La larghezza del passo di corsa può variare in funzione della velocità di marcia, ma può anche essere correlata a lesioni. Non è necessario che ci sia un ampio spazio tra le posizioni di posizionamento dei piedi dei piedi sinistro e destro, ma dovrebbe esserci spazio. Una stretta base di supporto è stata collegata a fratture da stress tibiale, sindrome della banda ileo-tibiale, eccessiva adduzione dell’anca e iperpronazione.

Eversione del piede

Una componente della pronazione del piede che può essere valutata, è l’eversione del tallone. Diversi studi hanno collegato l’eccessiva eversione del tallone a varie lesioni, come fratture della tibia, dolore femoro-rotuleo e tendinopatia del tendine d’Achille. Inoltre, è stato suggerito che i corridori con eversione calcaneare eccessiva indossano maggiormente i plantari.

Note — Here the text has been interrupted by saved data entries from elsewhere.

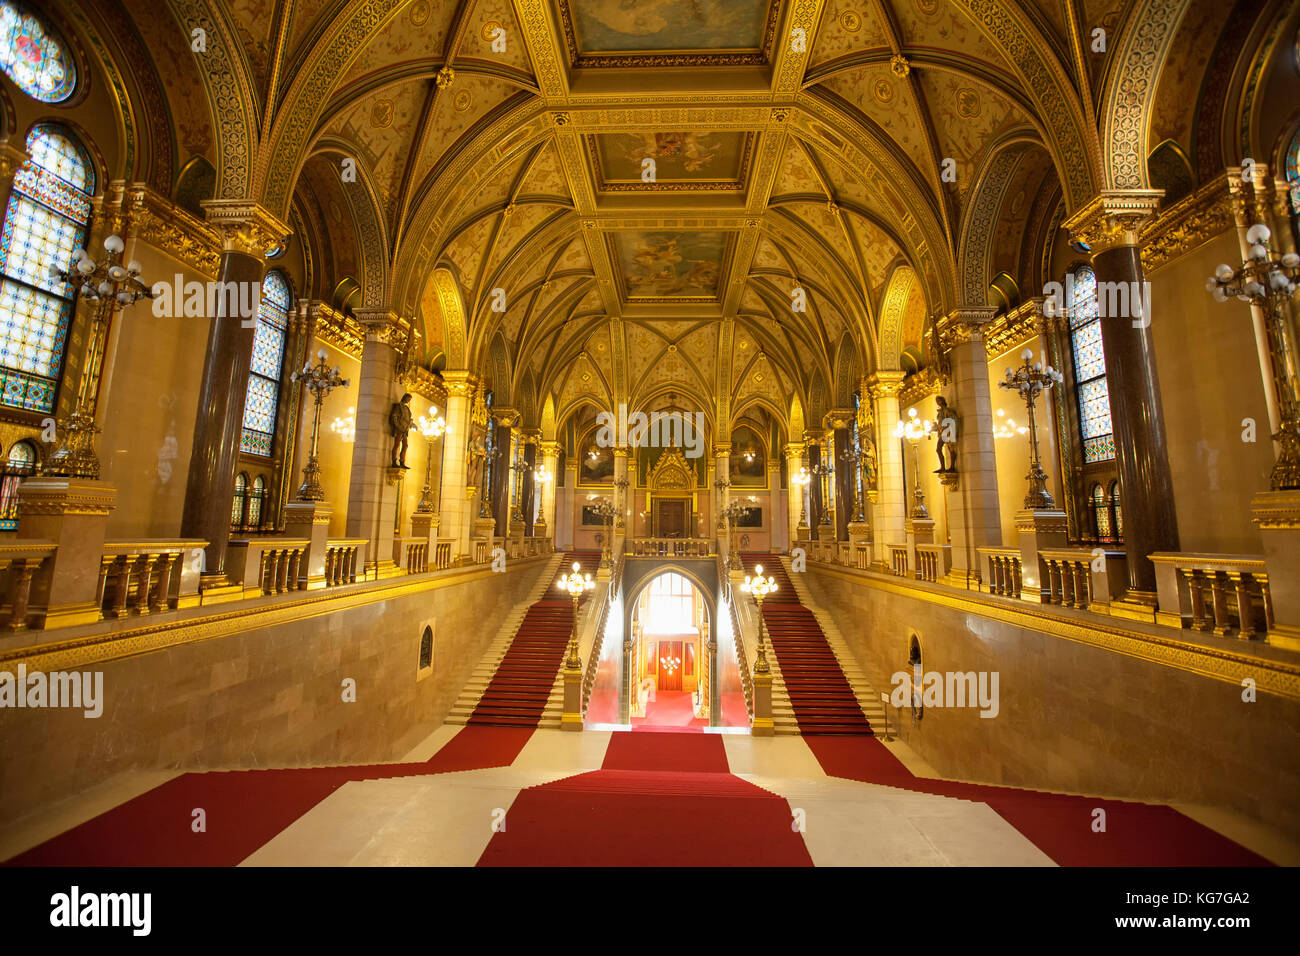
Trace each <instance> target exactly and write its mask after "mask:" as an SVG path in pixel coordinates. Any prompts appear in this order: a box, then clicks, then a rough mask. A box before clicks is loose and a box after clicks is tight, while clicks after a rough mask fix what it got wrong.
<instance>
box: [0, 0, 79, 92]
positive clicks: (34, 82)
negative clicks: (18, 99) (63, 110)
mask: <svg viewBox="0 0 1300 956" xmlns="http://www.w3.org/2000/svg"><path fill="white" fill-rule="evenodd" d="M0 69H3V70H4V72H5V73H6V74H8V75H9V79H12V81H13V82H14V83H17V85H18V87H19V88H21V90H22V91H23V92H25V94H27V95H29V96H32V98H34V99H38V100H40V101H42V103H60V101H62V100H65V99H68V98H69V96H72V92H73V87H74V86H77V70H75V69H74V68H73V60H72V57H70V56H69V55H68V49H66V47H64V44H62V43H60V42H59V40H56V39H55V38H53V36H52V35H51V34H49V33H48V31H47V30H45V27H44V25H43V23H42V22H40V21H39V20H38V18H36V17H34V16H32V14H30V13H23V12H22V10H19V9H18V7H16V5H14V4H10V3H0Z"/></svg>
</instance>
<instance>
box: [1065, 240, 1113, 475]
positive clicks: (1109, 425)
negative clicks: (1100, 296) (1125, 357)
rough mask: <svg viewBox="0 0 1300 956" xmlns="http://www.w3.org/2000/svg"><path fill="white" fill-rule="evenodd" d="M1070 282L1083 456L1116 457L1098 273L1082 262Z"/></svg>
mask: <svg viewBox="0 0 1300 956" xmlns="http://www.w3.org/2000/svg"><path fill="white" fill-rule="evenodd" d="M1071 278H1073V282H1070V284H1067V289H1069V297H1070V303H1069V310H1070V349H1071V351H1073V352H1074V384H1075V395H1076V398H1078V402H1079V431H1080V432H1082V438H1083V460H1084V462H1088V463H1092V462H1106V460H1110V459H1112V458H1114V457H1115V436H1114V429H1113V428H1112V425H1110V393H1109V390H1108V389H1106V356H1105V355H1104V354H1102V351H1101V319H1100V317H1099V316H1097V276H1096V273H1095V272H1093V271H1092V269H1091V268H1089V267H1087V265H1080V267H1079V268H1078V269H1075V272H1074V274H1073V277H1071Z"/></svg>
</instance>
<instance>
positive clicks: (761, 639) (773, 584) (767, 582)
mask: <svg viewBox="0 0 1300 956" xmlns="http://www.w3.org/2000/svg"><path fill="white" fill-rule="evenodd" d="M740 589H741V591H744V592H745V593H746V594H749V596H751V597H753V598H754V604H755V605H757V606H758V653H757V654H755V656H754V672H755V674H770V672H771V670H772V669H771V666H770V665H768V663H767V652H766V650H764V648H763V601H764V598H767V596H768V594H771V593H774V592H775V591H776V579H775V578H771V576H768V578H764V576H763V566H762V564H755V566H754V575H753V576H749V575H746V576H745V583H744V584H741V585H740Z"/></svg>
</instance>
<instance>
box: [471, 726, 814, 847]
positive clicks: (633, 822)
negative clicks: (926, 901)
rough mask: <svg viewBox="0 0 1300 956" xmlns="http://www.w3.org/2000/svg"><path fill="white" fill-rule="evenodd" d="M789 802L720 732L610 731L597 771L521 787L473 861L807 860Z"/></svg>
mask: <svg viewBox="0 0 1300 956" xmlns="http://www.w3.org/2000/svg"><path fill="white" fill-rule="evenodd" d="M792 819H793V817H792V813H790V806H789V804H788V803H787V801H785V800H784V799H783V797H779V796H776V795H775V793H772V792H770V791H766V790H763V788H761V787H755V786H754V784H751V783H746V782H745V780H742V779H740V778H738V777H733V775H732V774H731V773H728V769H727V752H725V750H724V749H723V741H722V737H719V736H714V735H706V734H699V735H695V734H672V732H668V734H653V732H647V734H614V735H612V736H611V739H610V748H608V750H607V752H606V754H604V763H603V765H602V767H601V770H595V771H593V773H588V774H578V775H577V777H568V778H565V779H563V780H556V782H555V783H549V784H543V786H541V787H533V788H532V790H525V791H521V792H520V795H519V796H517V797H516V799H515V803H513V804H512V805H511V808H510V810H508V812H507V814H506V831H504V832H499V834H495V835H494V836H493V839H491V843H489V844H487V849H486V851H484V855H482V857H480V860H478V865H480V866H811V865H813V858H811V857H810V856H809V852H807V848H806V847H805V845H803V838H802V836H801V835H800V834H798V832H796V831H794V830H793V827H792V826H790V823H792Z"/></svg>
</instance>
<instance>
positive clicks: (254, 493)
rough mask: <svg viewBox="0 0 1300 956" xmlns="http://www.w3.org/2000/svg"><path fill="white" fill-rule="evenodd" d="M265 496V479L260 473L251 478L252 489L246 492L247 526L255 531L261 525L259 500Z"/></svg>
mask: <svg viewBox="0 0 1300 956" xmlns="http://www.w3.org/2000/svg"><path fill="white" fill-rule="evenodd" d="M265 497H266V479H264V477H263V476H261V475H259V476H257V477H255V479H253V480H252V490H251V492H248V528H250V529H252V531H256V529H257V528H260V527H261V502H263V499H264V498H265Z"/></svg>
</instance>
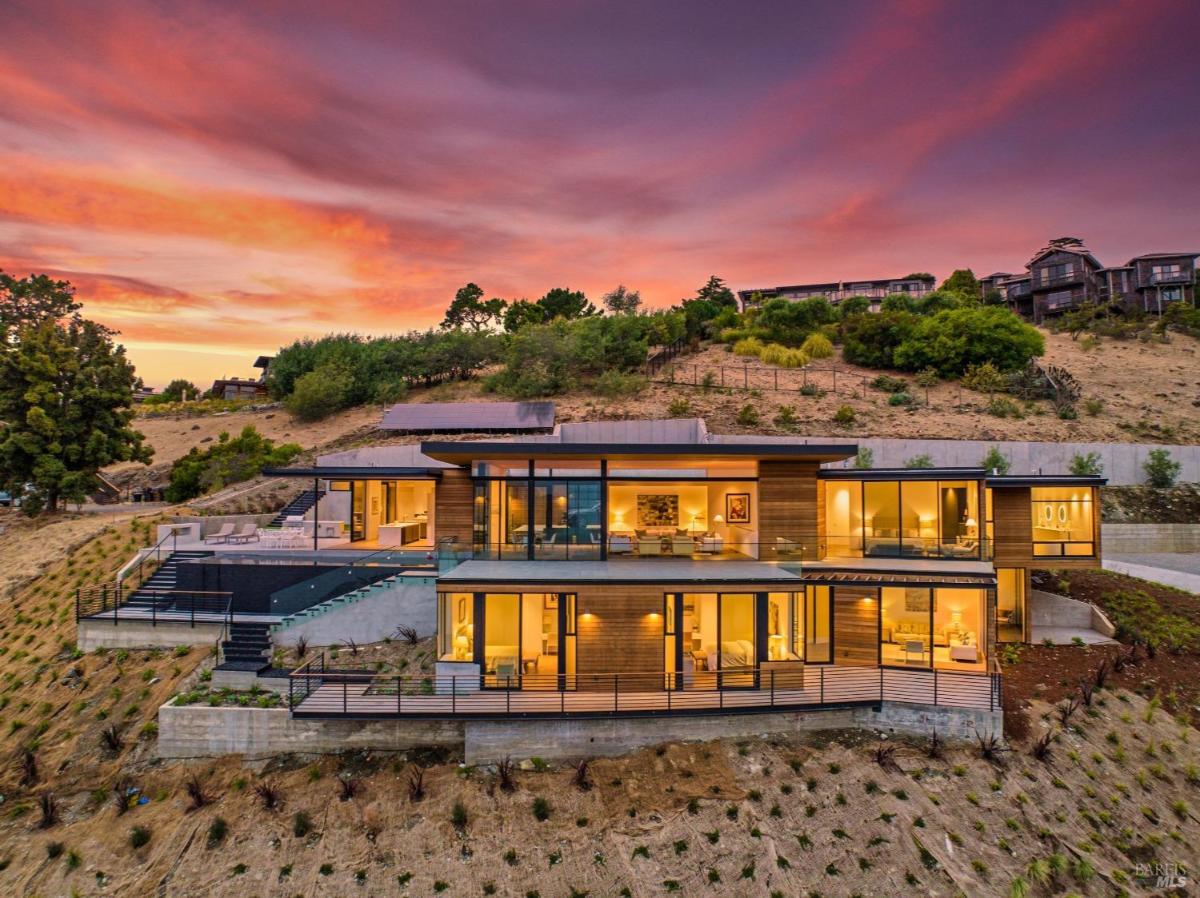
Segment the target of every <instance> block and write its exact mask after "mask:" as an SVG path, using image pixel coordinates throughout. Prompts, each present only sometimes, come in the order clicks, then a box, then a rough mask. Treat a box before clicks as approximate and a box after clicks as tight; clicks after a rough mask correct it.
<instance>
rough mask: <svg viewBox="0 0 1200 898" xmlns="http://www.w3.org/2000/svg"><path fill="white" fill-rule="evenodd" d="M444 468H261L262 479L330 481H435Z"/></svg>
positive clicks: (375, 467)
mask: <svg viewBox="0 0 1200 898" xmlns="http://www.w3.org/2000/svg"><path fill="white" fill-rule="evenodd" d="M443 471H445V468H389V467H384V466H382V465H380V466H379V467H343V466H337V465H330V466H328V467H316V468H263V472H262V473H263V477H319V478H323V479H331V480H406V479H407V480H418V479H420V480H424V479H433V480H437V479H439V478H440V477H442V472H443Z"/></svg>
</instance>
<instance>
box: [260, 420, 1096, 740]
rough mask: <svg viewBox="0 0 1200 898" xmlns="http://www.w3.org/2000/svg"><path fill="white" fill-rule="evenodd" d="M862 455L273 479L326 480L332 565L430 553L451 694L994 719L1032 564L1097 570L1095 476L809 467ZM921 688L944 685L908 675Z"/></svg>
mask: <svg viewBox="0 0 1200 898" xmlns="http://www.w3.org/2000/svg"><path fill="white" fill-rule="evenodd" d="M856 451H857V447H854V445H844V444H839V445H834V444H828V445H827V444H820V443H809V442H806V441H804V439H800V438H772V437H762V438H755V437H742V436H721V435H713V433H708V432H707V430H706V429H704V424H703V421H702V420H671V421H610V423H594V424H565V425H559V426H558V427H556V430H554V432H553V433H552V435H550V436H529V437H516V438H509V439H479V441H462V442H446V441H430V442H425V443H421V444H420V447H419V448H418V447H413V445H407V447H382V448H377V449H366V450H355V451H352V453H347V454H341V455H338V456H329V457H324V459H322V460H320V461H319V463H318V466H317V467H316V468H310V469H302V471H300V469H278V471H274V472H268V473H270V474H274V475H298V477H306V478H320V477H322V474H324V475H325V486H326V489H328V490H329V492H328V496H329V497H330V498H326V499H323V501H322V509H320V510H319V511H317V514H318V516H319V519H320V520H325V519H340V520H344V523H346V527H347V529H348V533H349V540H348V541H338V543H332V541H331V543H330V545H331V547H337V549H340V550H344V549H346V547H356V549H362V550H367V551H371V552H380V551H383V550H386V549H388V547H389V546H391V547H407V549H418V550H425V551H427V552H431V553H437V556H438V557H439V568H440V571H439V573H438V575H437V586H436V589H437V631H438V658H439V663H438V671H439V672H438V676H439V677H445V678H446V681H448V682H449V678H450V677H454V678H455V682H456V687H455V689H456V692H462V690H466V692H468V693H472V694H475V693H479V694H487V693H492V692H493V690H500V692H514V690H515V692H517V693H533V694H541V693H547V692H550V693H554V694H558V693H570V694H572V695H576V694H586V693H593V692H595V693H598V694H610V695H611V694H612V693H613V692H614V690H616V692H617V699H614V701H617V702H619V701H620V693H622V690H625V689H628V690H630V692H637V693H638V694H643V693H656V694H661V693H664V692H671V693H672V694H678V695H682V696H684V698H677V699H676V701H677V702H680V701H685V700H686V698H685V696H686V695H689V694H694V693H695V694H701V695H708V696H715V695H716V694H718V693H720V692H724V690H730V692H732V693H737V692H739V690H740V692H743V693H745V692H746V690H750V692H751V693H752V692H754V690H762V689H766V688H767V686H768V683H769V684H772V688H773V689H774V687H775V686H778V683H779V682H782V681H787V682H792V683H793V684H794V683H796V682H802V683H808V682H809V681H808V680H805V677H809V678H811V677H817V676H820V678H821V684H822V688H823V689H828V690H829V692H828V694H826V693H822V695H823V696H826V698H824V699H822V700H821V701H817V700H816V699H812V701H814V702H816V704H839V702H844V701H851V698H847V696H851V695H852V694H853V687H852V683H856V682H859V681H860V678H862V676H863V672H864V670H866V669H871V670H878V671H882V672H886V676H877V677H876V680H871V681H870V684H869V686H868V687H864V689H865V690H866V692H868V693H871V695H874V693H872V692H871V690H876V689H877V690H881V692H880V695H877V696H875V699H874V700H876V701H878V700H888V698H889V693H887V690H888V689H892V686H888V684H889V683H894V684H895V689H896V690H899V692H896V693H895V694H894V695H892V696H890V698H892V699H893V700H898V701H914V702H917V704H922V702H926V701H928V702H931V704H944V702H946V701H950V702H952V704H953V701H955V700H959V701H962V702H966V704H967V705H968V706H973V705H971V704H972V702H982V706H983V707H984V708H988V707H989V706H991V707H992V708H995V702H996V700H997V699H996V694H995V692H994V689H998V682H996V681H995V680H994V676H998V675H997V671H998V665H997V663H996V647H997V645H998V643H1001V642H1008V641H1026V640H1028V636H1030V624H1028V613H1027V612H1026V597H1027V595H1028V594H1030V574H1031V570H1033V569H1038V568H1079V567H1086V568H1098V567H1099V563H1100V545H1099V514H1098V510H1099V496H1098V487H1099V486H1100V485H1102V484H1103V483H1104V480H1103V479H1100V478H1093V477H1070V475H1063V477H1042V475H1038V477H995V475H990V474H988V473H986V472H985V471H983V469H982V468H946V469H937V468H932V469H875V471H858V469H848V468H830V467H824V466H826V465H828V463H832V462H841V461H844V460H846V459H848V457H852V456H853V455H854V454H856ZM431 557H432V555H431ZM448 558H451V559H452V561H450V562H449V563H446V562H445V561H444V559H448ZM805 671H808V672H805ZM922 671H924V672H926V674H929V672H936V674H937V675H938V676H937V677H935V678H934V680H929V681H925V680H907V678H906V677H907V675H908V674H913V675H916V674H919V672H922ZM972 677H978V678H979V680H978V681H976V680H972ZM788 678H791V680H788ZM935 681H937V682H938V683H941V684H942V686H941V688H942V690H943V692H942V693H941V698H937V696H936V694H935V693H932V692H928V693H926V692H923V690H924V688H925V687H926V686H928V687H930V688H932V683H934V682H935ZM910 687H911V689H910ZM805 688H808V687H805ZM906 689H908V692H905V690H906ZM367 694H370V690H367ZM901 694H904V695H906V696H907V698H899V696H900V695H901ZM839 695H840V696H841V698H840V699H838V700H836V701H835V699H834V696H839ZM953 695H956V696H958V699H952V698H949V696H953ZM922 696H924V698H922ZM810 698H811V696H810ZM338 701H342V699H338ZM362 701H364V702H366V704H364V705H361V706H359V707H355V699H354V696H350V699H347V700H346V702H348V704H346V702H343V704H344V707H341V706H340V710H338V708H335V710H329V708H326V710H324V711H320V713H317V712H316V711H313V710H312V708H313V706H308V712H311V714H312V716H341V714H348V716H352V717H353V716H367V711H368V708H367V705H370V701H368V699H367V698H364V699H362ZM460 701H466V700H460ZM564 701H565V699H564ZM606 701H607V700H606ZM731 701H732V700H731ZM743 701H745V702H748V704H749V705H752V704H754V702H752V700H751V699H748V698H744V699H743ZM316 707H317V708H318V710H320V707H322V706H320V705H319V702H317V705H316ZM463 707H467V705H463ZM722 707H724V705H722ZM308 712H306V711H305V706H304V705H301V706H300V707H299V708H298V713H300V714H304V713H308ZM380 713H382V714H385V716H386V714H390V713H391V710H390V707H389V708H384V710H383V711H380ZM397 713H398V712H397Z"/></svg>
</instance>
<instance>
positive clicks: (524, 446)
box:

Angolo di progressione del piede

L’angolo di progressione del piede è la posizione del piano trasversale del piede durante la fase di appoggio. L’angolo di progressione del piede anormale, può essere associato alla rotazione interna dell’anca e del ginocchio, alla rotazione interna della caviglia o ad una combinazione di questi, comportando varie lesioni in fase di esecuzione. È ragionevole ipotizzare anche che una mancata flessibilità nei rotatori esterni dell’anca, possa svolgere un ruolo nell’eccessiva intra-rotazione osservata durante la corsa.

Finestra del ginocchio

L’eccessiva adduzione dell’anca, l’eccessiva rotazione interna dell’anca e l’eccessivo valgismo del ginocchio sono tutti artefici di lesioni. Ognuna di queste variabili ha il potenziale di influire sulla “finestra del ginocchio” del corridore. Questa finestra è una misura dell’allineamento di anca, ginocchio e caviglia da una vista posteriore (o anteriore). Tuttavia, la stragrande maggioranza dei corridori che non riescono a dimostrare una normale finestra al ginocchio o perdono la finestra durante il ciclo dell’andatura, hanno un’eccessiva adduzione e intra-rotazione dell’anca e ginocchio valgo. Questa misura può essere una componente preziosa per una valutazione della biomeccanica e diversi studi recenti hanno riscontrato che questa variabile può essere modificabile.

Caduta Pelvica

L’eccessiva caduta pelvica durante la corsa contribuisce ad un’eccessiva adduzione dell’anca, una variabile che è stata collegata a numerose lesioni. È possibile che la caduta pelvica possa servire come misura per la debolezza dell’anca. È stato riportato che la caduta pelvica durante la corsa è correlata in modo significativo sia alla forza degli abduttori / estensori dell’anca, che all’affaticamento di questi muscoli, comportando un’eccessiva caduta pelvica. La caduta pelvica rimane una variabile di interesse per un’analisi di biomeccanica ottimale.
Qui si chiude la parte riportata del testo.